Own dataset and heterograph

So, I could successfully convert my dataset into individual DGL graphs.
If I want to use heterograph, (https://docs.dgl.ai/api/python/batch_heterograph.html), the documentation says combine small graphs into one large one for message passing etc.

That raises two questions:

  1. How large can this “small graphs” be? For example, a few have 5 nodes, others have 10,000 nodes.
  2. Am I on the right path? I basically want to test different GNN architectures on my DGL graphs and measure their performance.

Thanks so much in advance.

1 Like
  1. In theory the “small graphs” can be arbitrary large, so we should probably call them “smaller graphs” instead.
  2. What do you mean by “on the right path?”

Hello Mufei,

You can ignore that question.
I was not sure if having 500 individual graph objects made sense.
I guess the only overhead is I’ll have to load_graph 499 times more.

Thanks very much.

Is it to possible add individual graphs to an existing binary via save_graph?

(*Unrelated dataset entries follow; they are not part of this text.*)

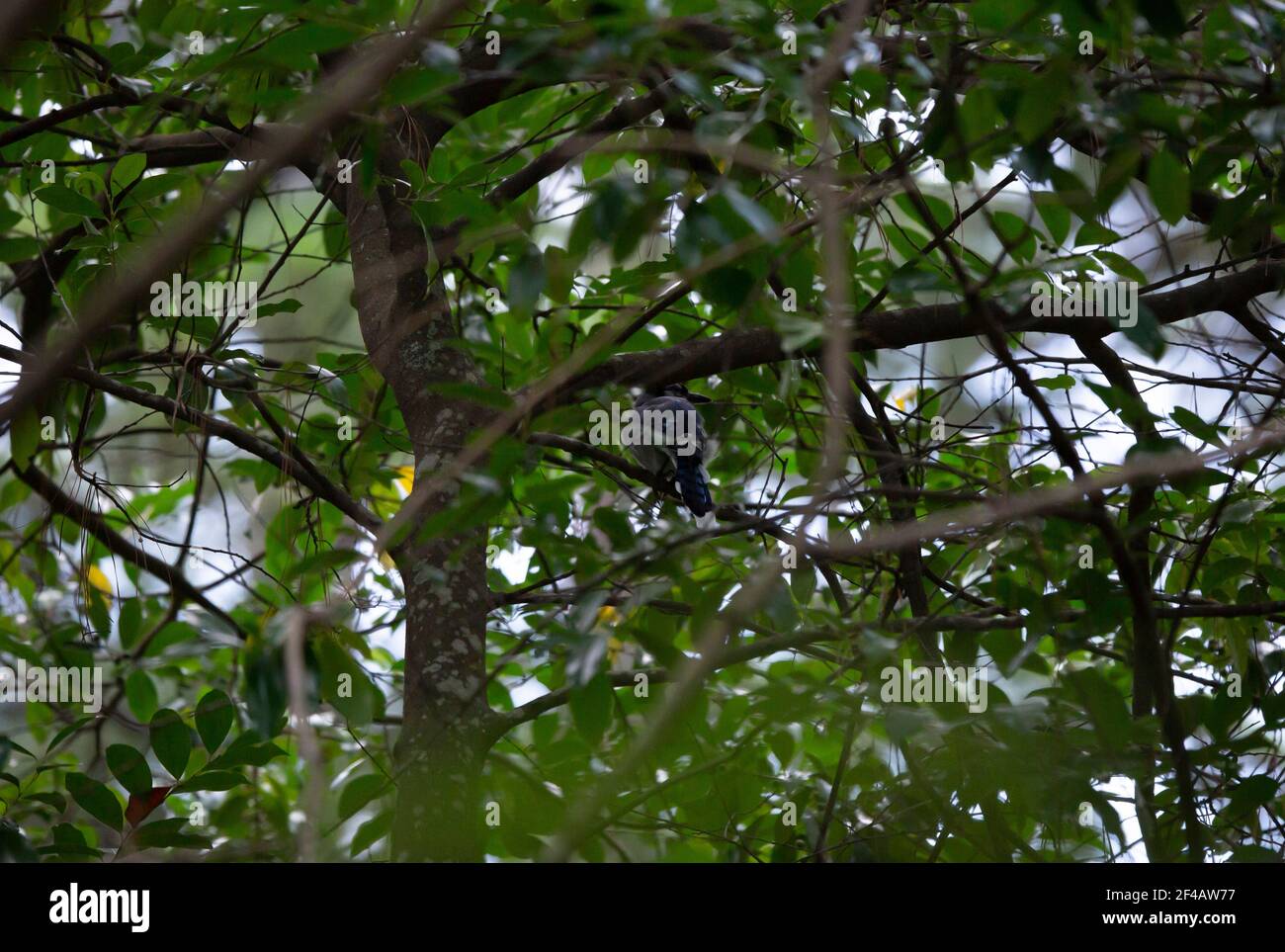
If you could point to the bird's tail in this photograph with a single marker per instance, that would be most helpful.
(692, 484)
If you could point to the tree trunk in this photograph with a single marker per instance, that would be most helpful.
(407, 329)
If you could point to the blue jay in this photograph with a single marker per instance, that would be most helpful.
(671, 444)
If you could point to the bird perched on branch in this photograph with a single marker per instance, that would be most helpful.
(669, 441)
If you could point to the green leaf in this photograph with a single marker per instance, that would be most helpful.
(171, 740)
(129, 767)
(371, 832)
(214, 716)
(65, 201)
(95, 799)
(140, 693)
(360, 792)
(591, 708)
(526, 280)
(128, 170)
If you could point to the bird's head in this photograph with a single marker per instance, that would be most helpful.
(677, 389)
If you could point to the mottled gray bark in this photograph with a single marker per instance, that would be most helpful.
(407, 329)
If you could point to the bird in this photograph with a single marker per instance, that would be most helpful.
(671, 442)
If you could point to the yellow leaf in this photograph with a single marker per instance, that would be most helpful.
(95, 577)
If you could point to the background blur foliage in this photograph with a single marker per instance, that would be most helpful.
(196, 750)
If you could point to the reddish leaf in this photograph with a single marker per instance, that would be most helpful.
(140, 807)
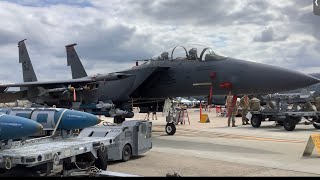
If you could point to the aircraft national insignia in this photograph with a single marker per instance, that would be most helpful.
(25, 66)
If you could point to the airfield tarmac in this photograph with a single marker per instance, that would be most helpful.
(213, 149)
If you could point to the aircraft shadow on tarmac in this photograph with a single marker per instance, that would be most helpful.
(201, 146)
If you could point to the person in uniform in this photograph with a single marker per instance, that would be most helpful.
(244, 104)
(255, 104)
(232, 111)
(317, 103)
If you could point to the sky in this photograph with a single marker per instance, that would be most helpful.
(111, 34)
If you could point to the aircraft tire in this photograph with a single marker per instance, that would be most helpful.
(289, 124)
(170, 129)
(126, 153)
(255, 121)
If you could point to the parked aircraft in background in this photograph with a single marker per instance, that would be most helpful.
(182, 71)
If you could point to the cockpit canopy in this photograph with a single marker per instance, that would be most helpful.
(190, 52)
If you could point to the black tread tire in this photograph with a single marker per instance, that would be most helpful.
(280, 123)
(102, 160)
(126, 153)
(255, 121)
(170, 129)
(21, 172)
(315, 125)
(289, 124)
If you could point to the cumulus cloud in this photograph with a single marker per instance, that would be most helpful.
(268, 35)
(111, 34)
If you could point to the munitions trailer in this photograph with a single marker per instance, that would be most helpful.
(131, 138)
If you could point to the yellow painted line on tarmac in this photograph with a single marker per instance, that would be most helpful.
(195, 133)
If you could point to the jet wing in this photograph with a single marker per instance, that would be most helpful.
(73, 82)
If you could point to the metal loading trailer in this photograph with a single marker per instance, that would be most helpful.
(287, 119)
(131, 138)
(287, 110)
(53, 155)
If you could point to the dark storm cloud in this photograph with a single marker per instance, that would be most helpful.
(42, 3)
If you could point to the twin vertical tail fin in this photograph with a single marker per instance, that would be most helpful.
(74, 62)
(27, 68)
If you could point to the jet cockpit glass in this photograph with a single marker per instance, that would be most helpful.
(189, 52)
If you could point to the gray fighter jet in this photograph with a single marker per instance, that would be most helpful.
(182, 71)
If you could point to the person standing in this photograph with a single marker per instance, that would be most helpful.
(231, 111)
(244, 104)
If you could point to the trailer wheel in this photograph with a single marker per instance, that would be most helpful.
(170, 129)
(289, 124)
(317, 121)
(21, 172)
(101, 161)
(255, 121)
(280, 123)
(126, 152)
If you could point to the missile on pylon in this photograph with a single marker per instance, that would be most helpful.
(15, 127)
(50, 117)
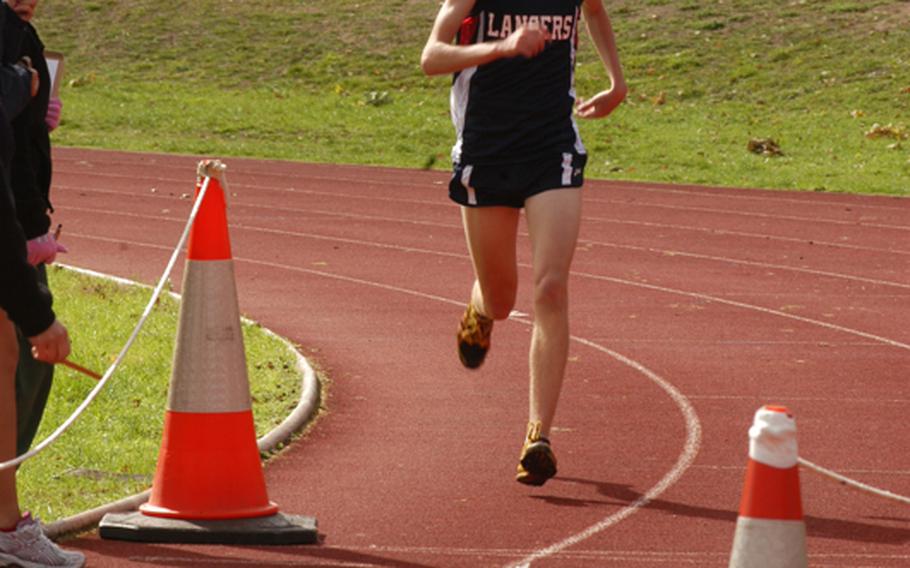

Basically, we could boot-strap an existing binary with new data if need be if need be.

You will need to save all graphs at once, or just save them into different files.

You can save a list of graphs at once, that says save_graphs can take a list of graphs as input.

Hi Mufei,

Is it possible to add my graphs to a dataloader or load_data of dgl.data?
Is there an example or a tutorial to show this?
So instead of calling cora or citeseer, I could load my 500 graphs.

It would be so helpful if I could get my graphs into a dataloader and then call a GCN/GraphSage on them.

By the way, thanks so much for your responses and timely suggestions.

No worries.

You can simply create a PyTorch dataset as follows:

class Dataset():
    def __init__(self):
        self.graphs = [...]

    def __getitem__(id):
        return self.graphs[id]

    def __len__(self):
        return len(self.graphs)